Perímetro. Mas, de fato, esta situação conflituosa tornou-se mais evidente pela ausência de trabalho e de terra. Estes conflitos fazem parte dos processos de adaptação e resistência das famílias para garantir a permanência no Projeto e o acesso aos bens que as tornam socialmente incluídas.

5.3 - Resistência, adaptação e mudanças

As famílias, em geral, denotam preocupações com o futuro do Projeto. Entre estas, analisaremos as estratégias adotadas para viabilizar a continuidade. Desse modo, ressaltamos: as incertezas quanto ao trabalho na produção irrigada; o futuro dos jovens e as alternativas que se apresentam para permanecer ou migrar; as alianças, a ampliação das redes de parentesco; as reciprocidades e a economia das trocas e, por último, algumas conseqüências desse processo, representadas pela sucessão e herança da terra.

5.3.1 - O trabalho incerto e o futuro das famílias

O que simboliza, para as famílias do PISG, a realização como colonas é a certeza de ter uma terra para trabalhar e depois trabalhar para si mesmo, podendo oferecer aos filhos uma vida melhor com oportunidade de estudar, por exemplo. O trabalho no lote é, então, um

habitus adquirido e internalizado pelos filhos dos colonos e que perpassa todos os campos da

vida. A influência do habitus se manifesta nas conversas diárias, no momento das refeições, na orientação do trabalho da casa. Daí porque, a maioria desses filhos não vislumbrarem outros horizontes e expectativas de vida.

O trabalho na terra, para essas famílias tem um valor, cujo cálculo assenta-se sobre as bases da economia moral, de que fala Scott (1976), e da ordem moral como analisa Woortmann. K (1990). Em ambas, aprender a trabalhar na terra é um patrimônio, que deve passar de uma geração a outra, incorporando a lógica do trabalho familiar ancestral e tornando- se uma referência para se construir sob novas condições o futuro (Woortmann, E., 2004).
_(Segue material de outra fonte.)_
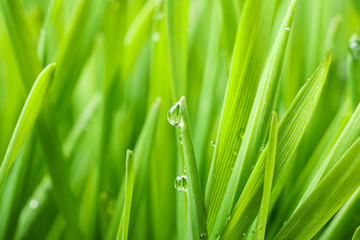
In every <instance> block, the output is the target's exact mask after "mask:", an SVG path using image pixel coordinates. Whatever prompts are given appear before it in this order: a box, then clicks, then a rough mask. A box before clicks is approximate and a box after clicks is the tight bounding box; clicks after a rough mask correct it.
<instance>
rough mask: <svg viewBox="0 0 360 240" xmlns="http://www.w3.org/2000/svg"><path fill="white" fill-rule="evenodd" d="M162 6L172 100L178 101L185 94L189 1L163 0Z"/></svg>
mask: <svg viewBox="0 0 360 240" xmlns="http://www.w3.org/2000/svg"><path fill="white" fill-rule="evenodd" d="M164 5H165V23H166V31H167V37H168V48H169V56H170V69H171V72H172V83H173V86H172V88H173V98H174V99H179V98H180V97H181V96H182V95H185V92H186V91H185V90H186V79H187V61H188V55H187V51H188V50H187V24H188V8H189V0H165V1H164Z"/></svg>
Ante a lógica do trabalho familiar, os colonos afirmaram que, desde o início , havia uma preocupação relacionada ao fato de serem numerosas as famílias selecionadas, para os colonos pais de família o envolvimento de todos os membros nas atividades do lote, em longo prazo poderia significar uma faca de dois gumes. Porque, por um lado, na medida em que toda a família se envolvesse com o trabalho do lote, o que fortalecia a lógica da produção familiar, por outro, isso certamente desencadearia um grave problema para o futuro. Isto é, como ficaria a sobrevivência do grupo quando chegasse o momento dos filhos constituírem suas próprias famílias? Isso porque não há como expandir a área do lote, nem multiplicar progressivamente a

renda gerada com a produção e assim, os recursos tornar-se-iam insuficientes para manter cinco, seis famílias, ou mais, num lote de 5 ha que, na maioria das vezes, tem apenas, 2,5 ha ou 3,5 ha produtivos (Foto 16 ).